Lurking on the Bookshelves: The Diving Pool by Yōko Ogawa
This collection of three novellas by Japanese author Yōko Ogawa is a deeply unsettling and atmospheric work. As subtle as it is quietly powerful, Ogawa’s brand of psychological horror explores the ‘horrific femininities’ of daily life, conjured by a gentle, sparse prose frequently serrated by striking, disturbing imagery. 'The Diving Pool' tells of a lonely teenage girl who falls in love with her foster-brother as she watches him leap from a high diving board into a pool - sparking an unspoken infatuation that draws out darker tendencies. 'Pregnancy Diary' follows a young woman who records the daily moods of her pregnant sister in a diary, but rather than a story of growth the diary reveals a more sinister tale of greed and repulsion. The final story, 'Dormitory', involves a woman who visits her old college dormitory on the outskirts of Tokyo, where she finds an isolated world shadowed by decay, haunted by absent students and the figure of a lonely caretaker.
Ogawa’s narrators are young, alienated women, who feel trapped by the ideals of conventional society. Echoes of Shirley Jackson resonate throughout as each character finds herself hopelessly imprisoned by society’s expectations; the domestic settings a veritable cage, personal desires never attained. While loneliness and alienation are constant themes, Ogawa stops short of revealing the inner workings of her characters. This leaves a troubling sense of inconclusion which lingers throughout. Their motivations are elided. There’s a sense of quiet and eerie peacefulness in each of the tales, which serves to heighten tension and completely disarm the reader.
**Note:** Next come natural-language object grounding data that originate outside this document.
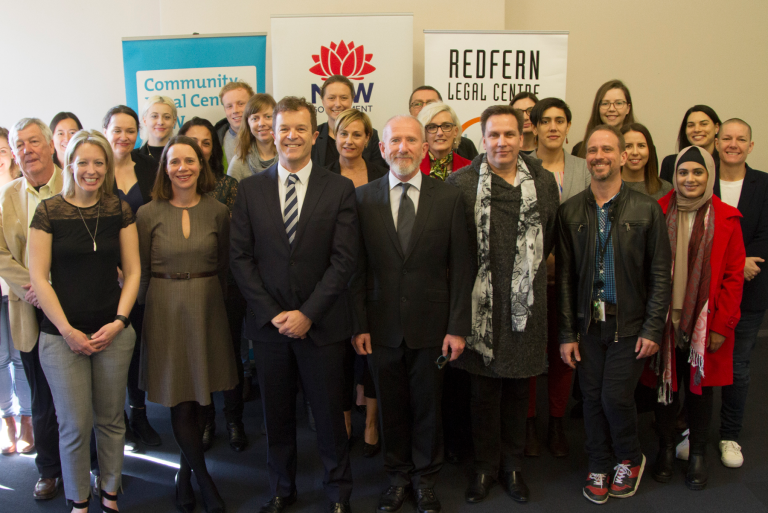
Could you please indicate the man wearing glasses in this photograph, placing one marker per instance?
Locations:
(411, 298)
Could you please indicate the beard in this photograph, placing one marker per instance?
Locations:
(402, 171)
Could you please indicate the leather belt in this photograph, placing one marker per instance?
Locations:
(184, 276)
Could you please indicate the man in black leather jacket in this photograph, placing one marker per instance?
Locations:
(614, 280)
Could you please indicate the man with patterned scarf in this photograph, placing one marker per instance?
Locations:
(510, 205)
(613, 274)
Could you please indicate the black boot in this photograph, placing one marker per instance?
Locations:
(664, 467)
(696, 477)
(141, 427)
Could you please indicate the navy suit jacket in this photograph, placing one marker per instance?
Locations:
(754, 227)
(311, 277)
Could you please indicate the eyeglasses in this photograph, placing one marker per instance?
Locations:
(618, 104)
(419, 103)
(445, 127)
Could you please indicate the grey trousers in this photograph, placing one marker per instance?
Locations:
(89, 393)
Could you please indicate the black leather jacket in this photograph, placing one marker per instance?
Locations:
(642, 265)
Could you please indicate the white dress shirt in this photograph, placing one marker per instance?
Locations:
(395, 192)
(301, 185)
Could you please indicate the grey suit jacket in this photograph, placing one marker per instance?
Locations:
(576, 176)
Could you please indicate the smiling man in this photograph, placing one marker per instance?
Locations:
(613, 274)
(294, 241)
(233, 97)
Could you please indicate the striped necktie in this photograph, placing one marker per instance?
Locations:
(291, 211)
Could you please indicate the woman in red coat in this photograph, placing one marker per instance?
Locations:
(708, 277)
(443, 136)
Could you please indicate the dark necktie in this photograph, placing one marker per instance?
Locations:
(291, 211)
(406, 214)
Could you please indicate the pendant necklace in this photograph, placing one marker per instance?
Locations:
(98, 214)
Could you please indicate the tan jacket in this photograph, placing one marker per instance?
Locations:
(14, 225)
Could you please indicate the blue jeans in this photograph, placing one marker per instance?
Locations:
(735, 396)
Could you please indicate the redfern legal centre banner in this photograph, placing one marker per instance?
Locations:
(476, 69)
(374, 51)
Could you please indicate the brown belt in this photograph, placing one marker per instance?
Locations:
(184, 276)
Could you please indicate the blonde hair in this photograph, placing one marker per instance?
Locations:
(95, 138)
(433, 109)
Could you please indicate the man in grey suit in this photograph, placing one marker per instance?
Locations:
(411, 296)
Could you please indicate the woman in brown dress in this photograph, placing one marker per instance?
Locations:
(186, 345)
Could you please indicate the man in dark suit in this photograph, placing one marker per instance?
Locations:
(294, 241)
(412, 298)
(746, 189)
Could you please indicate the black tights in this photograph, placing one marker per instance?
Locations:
(188, 422)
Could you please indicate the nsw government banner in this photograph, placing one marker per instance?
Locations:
(476, 69)
(374, 51)
(191, 70)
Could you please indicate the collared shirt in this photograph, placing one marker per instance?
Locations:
(395, 192)
(34, 197)
(605, 272)
(301, 185)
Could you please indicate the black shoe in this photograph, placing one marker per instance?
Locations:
(664, 466)
(478, 490)
(339, 507)
(130, 439)
(426, 501)
(142, 429)
(185, 495)
(278, 504)
(371, 450)
(556, 439)
(209, 431)
(696, 477)
(532, 447)
(238, 440)
(391, 501)
(516, 487)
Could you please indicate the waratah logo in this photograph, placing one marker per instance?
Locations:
(342, 59)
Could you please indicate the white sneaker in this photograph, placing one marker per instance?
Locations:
(730, 454)
(684, 447)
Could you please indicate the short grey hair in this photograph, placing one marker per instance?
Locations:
(406, 116)
(23, 123)
(433, 109)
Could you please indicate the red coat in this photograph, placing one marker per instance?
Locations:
(458, 163)
(725, 288)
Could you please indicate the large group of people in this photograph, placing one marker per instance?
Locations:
(400, 270)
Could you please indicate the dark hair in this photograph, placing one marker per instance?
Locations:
(501, 110)
(547, 103)
(605, 128)
(120, 109)
(58, 118)
(295, 104)
(217, 153)
(595, 119)
(424, 88)
(244, 136)
(651, 172)
(682, 139)
(337, 79)
(522, 95)
(205, 181)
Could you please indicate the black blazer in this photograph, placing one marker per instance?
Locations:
(424, 292)
(145, 168)
(371, 153)
(312, 277)
(754, 227)
(375, 170)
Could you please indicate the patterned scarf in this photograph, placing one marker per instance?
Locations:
(440, 168)
(528, 256)
(691, 315)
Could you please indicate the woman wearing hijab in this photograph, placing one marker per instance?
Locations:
(707, 280)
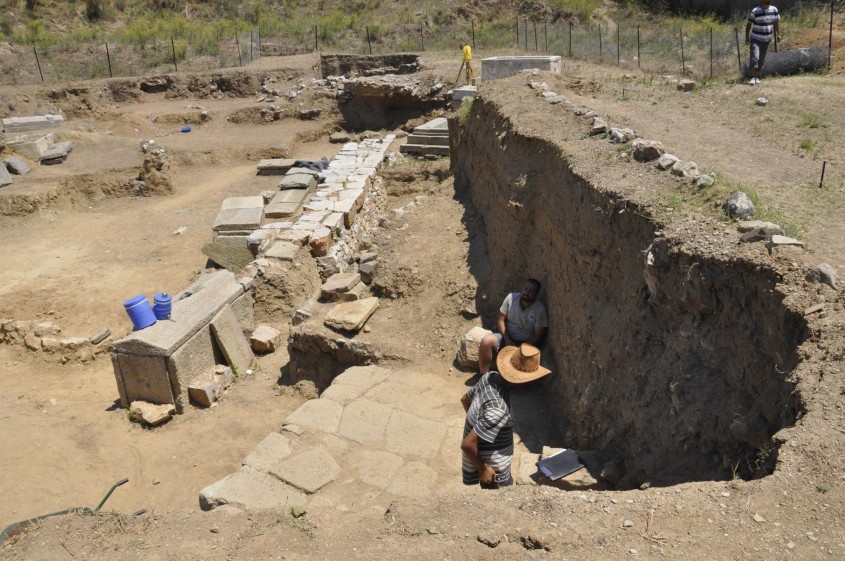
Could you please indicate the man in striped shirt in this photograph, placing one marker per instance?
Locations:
(763, 24)
(487, 444)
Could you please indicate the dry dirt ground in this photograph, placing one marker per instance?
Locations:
(75, 260)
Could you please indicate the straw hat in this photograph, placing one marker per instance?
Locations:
(520, 364)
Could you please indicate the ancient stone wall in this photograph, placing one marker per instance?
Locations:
(676, 363)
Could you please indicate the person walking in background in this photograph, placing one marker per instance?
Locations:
(763, 24)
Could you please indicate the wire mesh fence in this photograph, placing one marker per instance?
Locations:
(697, 50)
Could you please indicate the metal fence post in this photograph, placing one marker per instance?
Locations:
(38, 62)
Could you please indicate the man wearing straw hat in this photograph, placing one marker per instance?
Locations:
(487, 445)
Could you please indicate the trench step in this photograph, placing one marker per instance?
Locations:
(424, 149)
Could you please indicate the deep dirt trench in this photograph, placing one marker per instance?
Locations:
(679, 364)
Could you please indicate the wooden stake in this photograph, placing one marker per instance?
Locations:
(738, 56)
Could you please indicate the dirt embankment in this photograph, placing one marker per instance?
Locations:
(678, 352)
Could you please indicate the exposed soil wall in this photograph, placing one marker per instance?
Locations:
(674, 361)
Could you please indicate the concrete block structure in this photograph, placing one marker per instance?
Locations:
(504, 66)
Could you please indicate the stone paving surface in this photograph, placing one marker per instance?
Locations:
(373, 434)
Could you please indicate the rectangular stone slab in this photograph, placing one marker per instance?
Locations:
(230, 252)
(232, 203)
(298, 181)
(145, 378)
(282, 210)
(193, 308)
(238, 219)
(235, 346)
(351, 316)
Throughout, Ogawa conjures vivid, quietly powerful imagery – the snow-covered hallway (The Diving Pool), the grapefruits strewn about a stark kitchen (Pregnancy Diary), and the swarms of bees buzzing throughout a shadowy building (Dormitory). Imagery of food, especially sweet foods like cakes, desserts, and jams, reoccurs, as do acts of eating and feeding, the connotations of which – caring, comfort, sustenance - eventually turn sinister (the spoiled treat fed to the little girl in The Diving Pool, the jams made from grapefruits riddled with pesticides (Pregnancy Diary) and the cakes shared by the narrator and the caretaker in the final story. The implications of various actions are shocking and not easily forgotten, nor are the snatches of cruelty and undercurrent of tragedy.
Recommended for those who like their horror subtle and whispery.